The encapsulation of metal clusters within zeolite voids can protect such clusters from coalescence and growth and also from contact with feed impurities, while allowing reactions to benefit from the product and reactant shape selectivity conferred by the molecular size of zeolite windows and voids [1-3]. We have developed general protocols for the synthesis of metal clusters encapsulated within small and medium-pore zeolites and for the understanding of catalytic consequences of encapsulation [4-6]. The small apertures within these materials preclude post-synthetic encapsulation protocols, which involve solvated metal-oxo oligomers that cannot diffuse into these microporous solids.  Therefore, we have developed encapsulation methods that use ligand-stabilized metal precursors that do not precipitate as colloidal oxyhydroxides at the high pH and temperatures required for hydrothermal zeolite crystallization.  For zeolites requiring temperatures too high for stable ligated precursors, we have achieved encapsulation by first placing clusters within zeolites that form at milder conditions and then retaining encapsulation during their crystalline interconversion into the zeolite framework of interest. Specifically, these combined strategies have led to the successful encapsulation of a wide range of metal clusters (Pt, Pd, Ru, Rh, Ir, Re, and Ag) within small-pore (SOD, LTA, GIS, and ANA) and medium-pore (MFI) zeolites.

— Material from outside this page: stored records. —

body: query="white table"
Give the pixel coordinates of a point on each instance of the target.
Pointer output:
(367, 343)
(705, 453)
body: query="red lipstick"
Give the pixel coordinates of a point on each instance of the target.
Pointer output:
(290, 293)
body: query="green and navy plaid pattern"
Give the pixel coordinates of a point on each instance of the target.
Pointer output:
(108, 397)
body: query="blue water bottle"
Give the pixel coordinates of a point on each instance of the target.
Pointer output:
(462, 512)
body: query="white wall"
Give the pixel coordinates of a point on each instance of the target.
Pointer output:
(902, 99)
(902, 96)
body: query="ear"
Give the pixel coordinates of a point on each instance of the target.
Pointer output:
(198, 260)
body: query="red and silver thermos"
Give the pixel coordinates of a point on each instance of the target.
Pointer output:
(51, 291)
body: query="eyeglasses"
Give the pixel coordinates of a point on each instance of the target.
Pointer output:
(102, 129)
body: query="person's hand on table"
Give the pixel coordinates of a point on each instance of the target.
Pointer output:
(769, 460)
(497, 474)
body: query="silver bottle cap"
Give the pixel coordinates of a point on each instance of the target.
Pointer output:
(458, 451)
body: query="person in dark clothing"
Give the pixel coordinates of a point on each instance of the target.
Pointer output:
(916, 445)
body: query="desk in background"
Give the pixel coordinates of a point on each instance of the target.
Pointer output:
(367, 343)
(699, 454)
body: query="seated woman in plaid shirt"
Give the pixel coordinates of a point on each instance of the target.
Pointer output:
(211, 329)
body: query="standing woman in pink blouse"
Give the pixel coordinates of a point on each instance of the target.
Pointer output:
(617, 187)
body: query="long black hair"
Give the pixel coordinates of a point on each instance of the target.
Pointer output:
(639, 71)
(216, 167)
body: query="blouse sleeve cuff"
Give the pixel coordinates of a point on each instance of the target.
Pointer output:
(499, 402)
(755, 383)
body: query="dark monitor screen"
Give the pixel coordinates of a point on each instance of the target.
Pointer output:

      The success of encapsulation, the size uniformity and surface cleanliness of metal clusters were demonstrated by combining electron microscopy, chemisorptive titrations, and catalytic reactions of small and large molecules. Transmission electron microscopy showed that clusters were small (1.1-1.9 nm) and uniform in size, consistent with measurements by H2 or O2 chemisorptions (1.2-1.8 nm), indicating that clusters surfaces were accessible and clean and therefore suitable for catalysis on their surfaces. The encapsulated clusters did not change in size during oxidative thermal treatments at temperatures (573–873 K) that led to significant growth for clusters of comparable size and composition dispersed instead on mesoporous SiO2. The preferential encapsulation of metal clusters within zeolite voids was confirmed by measuring the ratio of oxidative dehydrogenation (ODH) and hydrogenation rates for small (methanol, ethene and toluene) and large (isobutanol, isobutene and trimethyl benzene) reactants on unconstrained clusters dispersed on SiO2SiO2 = rsmall reactant/rlarge reactant) and on clusters of the same metal in zeolites (χzeolite). The ratio of these relative reactivities denotes the encapsulation selectivity parameter (Φ = χzeoliteSiO2), indicative of the ratio of active surfaces within zeolite crystals to total exposed metal surface area. This encapsulation selectivity parameter would approach unity for clusters with unimpeded access to reactants, such as those at external zeolite surfaces. The encapsulation selectivity (Φ) values were 7-83 for all samples indicating the predominant presence of active sites within zeolite structures. The selective confinement of these clusters within microporous regions also protected cluster surfaces from contact with catalytic poisons, such as thiophene and H2S, which cannot access such regions, and allowed ethene hydrogenation and H2-D2 exchange rates to proceed at rates unperturbed by titrants that fully suppressed reactivity on similar clusters dispersed on mesoporous SiO2.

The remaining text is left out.